Magic squares in cultural history
Detailed history in progress
Magic matrices, with their almost impenetrable permutations, have a particularly symbol-laden history. The earliest magic square - the order three or Lo Shu (above left) - is enshrined in China as an integral component of many extant cultural practices (Hean-Tatt 1991), all united by the same long-established respect for mathematical precision and inquiry that inspired Leibniz in his development of the binary system that became a crucial component in the development of computing.

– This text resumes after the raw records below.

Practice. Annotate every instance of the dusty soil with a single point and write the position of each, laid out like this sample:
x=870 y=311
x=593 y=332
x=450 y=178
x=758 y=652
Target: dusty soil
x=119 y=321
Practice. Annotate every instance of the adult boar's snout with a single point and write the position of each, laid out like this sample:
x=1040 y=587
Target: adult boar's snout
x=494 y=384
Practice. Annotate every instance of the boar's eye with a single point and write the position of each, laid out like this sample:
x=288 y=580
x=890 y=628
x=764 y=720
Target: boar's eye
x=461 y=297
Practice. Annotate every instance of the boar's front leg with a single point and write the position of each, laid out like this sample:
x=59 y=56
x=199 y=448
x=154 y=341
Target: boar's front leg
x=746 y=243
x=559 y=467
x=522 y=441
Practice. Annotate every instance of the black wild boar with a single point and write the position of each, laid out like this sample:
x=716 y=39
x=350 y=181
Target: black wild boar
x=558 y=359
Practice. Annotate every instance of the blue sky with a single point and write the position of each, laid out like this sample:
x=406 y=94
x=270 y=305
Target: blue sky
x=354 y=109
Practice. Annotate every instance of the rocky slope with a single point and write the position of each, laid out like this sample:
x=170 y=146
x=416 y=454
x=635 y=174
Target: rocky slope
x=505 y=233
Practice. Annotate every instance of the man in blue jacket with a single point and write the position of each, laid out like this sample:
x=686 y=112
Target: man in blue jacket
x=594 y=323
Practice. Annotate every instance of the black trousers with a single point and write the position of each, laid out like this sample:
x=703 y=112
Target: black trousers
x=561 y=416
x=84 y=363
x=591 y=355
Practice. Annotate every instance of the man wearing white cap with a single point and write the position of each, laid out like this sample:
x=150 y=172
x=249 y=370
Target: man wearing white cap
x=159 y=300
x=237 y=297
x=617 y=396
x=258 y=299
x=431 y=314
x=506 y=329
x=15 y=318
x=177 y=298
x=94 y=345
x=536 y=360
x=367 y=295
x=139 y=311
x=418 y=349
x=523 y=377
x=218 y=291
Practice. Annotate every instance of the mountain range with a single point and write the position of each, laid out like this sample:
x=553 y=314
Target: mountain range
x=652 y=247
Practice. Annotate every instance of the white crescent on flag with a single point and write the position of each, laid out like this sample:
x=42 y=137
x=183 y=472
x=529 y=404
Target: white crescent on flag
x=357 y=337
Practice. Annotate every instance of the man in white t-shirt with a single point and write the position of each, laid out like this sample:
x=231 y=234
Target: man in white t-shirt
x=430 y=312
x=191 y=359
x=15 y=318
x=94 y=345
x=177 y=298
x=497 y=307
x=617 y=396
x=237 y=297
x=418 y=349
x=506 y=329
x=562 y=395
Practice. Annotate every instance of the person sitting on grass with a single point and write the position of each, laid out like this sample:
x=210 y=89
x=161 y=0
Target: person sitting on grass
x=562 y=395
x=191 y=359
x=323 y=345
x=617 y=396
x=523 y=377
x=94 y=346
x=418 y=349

In the ninth century, Arabian astrologers used magic squares to interpret horoscopes, but the earliest recorded order four square is a Jaina inscription from between 1000-1100 CE within the remarkable temple complex at Khajuraho in Madhya Pradesh, central India.
The Indian vedic square (the multiplication table from 1x1 to 9x9 as a matrix of integers reduced to single numbers (or digital root) later became a cornerstone of Islamic art (Critchlow 1976) where the central cell of particular order five magic squares, occupied by the number 1, is left blank as the number of deity.
In the 15th century, Cornelius Agrippa associated the known planets of his time with squares of orders 3-9. The magic square had already been appropriated in some cultures as everyday magical talismans; and the varied glyphs formed by tracing the magic line (where each number from 1-n2 is joined in numerical sequence) have been the subject of complex ritual practices.
These rich threads of association first surfaced in western art sometime in 1514 behind the famous brooding angel's head in Albrecht Dürer's 'Melancholia I' (there is no known 'Melancholia 2'). Setting aside interpretation of the engraving's details, the scene itself is - significantly - said by Frances Yates (reinstating a neglected Renaissance view of melancholy as a portal to wisdom) to depict 'the melancholic inspiration of the artist-scientist' (Yates 1983).
In more recent times, on one façade of the Gaudí-designed Sagrada Familia Cathedral in Barcelona, the sculptor Subirachs placed an order four magic square.
References
Critchlow, Keith. (1976). Islamic Patterns: an Analytical and Cosmological Approach. Inner Traditions, Rochester, Vermont, 1999 (US Reprint).
Hean-Tatt, Ong. (1991). The Chinese Pakua: an Exposé. Pelanduk Publications, Selangor Darul Ehsan, Malaysia.
Yates, Frances A. (1979). The Occult Philosophy in the Elizabethan Age. Ark Paperbacks, London, 1983.